Pac-12 teleconference notes: Jim Mora talks about UCLA linebackers

Linebackers past and present dominated Jim Mora’s portion of the Pac-12 teleconference earlier today.

First, the UCLA head coach fielded the usual question about sophomore Myles Jack’s potential role on offense, something that will likely be asked again and again between now and August.

“I think it’s way to early to answer that,” Mora said. “I don’t plan on minimizing that. He’s a really good football player and we want to get the ball to him as many ways as we can but we don’t want to ever take away what he means to our defense because he’s a truly special linebacker.”

Later, one about Jordan Zumwalt — whom Mora could playing either inside or outside in a 3-4 scheme, or either ‘Sam’ or ‘Will’ in a 4-3 scheme. The former UCLA wrecking ball is training for the NFL draft, and could conceivably go in the third round or down to the sixth.

“That can cause a lot of anxiety for a guy like Jordan,” Mora said. “I have no feel where he’s going to go.”

As for potential replacements in the unit, the coach listed just about everyone he’ll have available, from two-year starter Eric Kendricks to incoming freshman Kenny Young. He also mentioned redshirt sophomore Aaron Wallace, who is not currently enrolled at UCLA and did not participate in spring, but could be back if he sorts out his academics.

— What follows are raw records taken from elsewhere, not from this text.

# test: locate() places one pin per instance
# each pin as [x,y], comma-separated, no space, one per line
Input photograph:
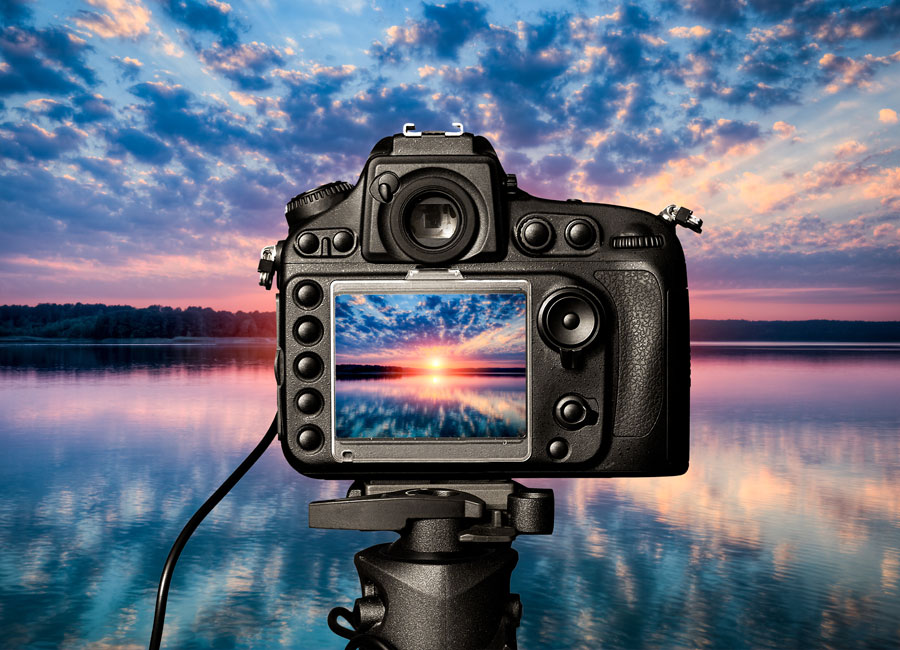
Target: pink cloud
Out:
[123,19]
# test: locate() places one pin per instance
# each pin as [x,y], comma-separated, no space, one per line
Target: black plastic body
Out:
[635,374]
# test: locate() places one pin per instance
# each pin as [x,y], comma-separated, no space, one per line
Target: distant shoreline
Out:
[178,340]
[363,371]
[98,323]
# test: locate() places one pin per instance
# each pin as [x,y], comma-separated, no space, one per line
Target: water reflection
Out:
[431,406]
[784,532]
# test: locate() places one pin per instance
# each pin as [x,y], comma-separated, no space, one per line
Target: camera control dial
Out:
[312,202]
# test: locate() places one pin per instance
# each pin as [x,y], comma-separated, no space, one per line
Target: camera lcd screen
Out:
[430,366]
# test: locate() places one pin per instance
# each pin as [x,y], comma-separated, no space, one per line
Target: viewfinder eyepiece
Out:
[433,221]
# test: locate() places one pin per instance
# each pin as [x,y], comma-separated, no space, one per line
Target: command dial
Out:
[313,202]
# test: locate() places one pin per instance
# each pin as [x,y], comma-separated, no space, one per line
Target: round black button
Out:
[308,366]
[308,330]
[573,412]
[569,318]
[343,241]
[307,294]
[309,402]
[536,234]
[309,438]
[580,234]
[307,243]
[558,449]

– Asked about redshirt freshmen who stood out during the spring, Mora listed defensive lineman Eli Ankou, receiver Eldridge Massington, and offensive linemen Poasi Moala and Kenny Lacy.

– “We need to win Pac-12 championships and Rose Bowls. We need to be in the national title picture. We need to continue to graduate our student-athletes. We’ve really just gotten started. It’s two years. That’s nothing.”

– The underlying theme of the Pac-12 teleconference was the SEC’s decision to stay with an eight-game conference schedule, even while other leagues are trending rapidly toward nine. Mora wasn’t as passionate as some of his peers, but nevertheless advocated for the “same set of rules” throughout college football.

He also said this of UCLA to end his spiel: “We try not to schedule too many patsies.”

Stanford coach David Shaw went full bore against an inequity that he thought too many people were underestimating. Not only does an eight-game conference schedule allow SEC teams to potentially slot in a weaker opponent, it gives those teams a chance to do so midseason — creating a break while many other leagues are trying not to devour themselves.

“If we’re going to go into a playoff and feed into one playoff system, we all need to play by the same rules,” Shaw said. “Play your conference. Don’t back down from playing your own conference. It’s one thing to back down from playing somebody else. But don’t back down from playing your own conference.”

Utah’s Kyle Whittingham and Washington State’s Mike Leach were more reserved, with the former theorizing that most major-conference coaches would prefer an eight-game league schedule.

Added Leach: “I can’t say it’s a bad strategy.”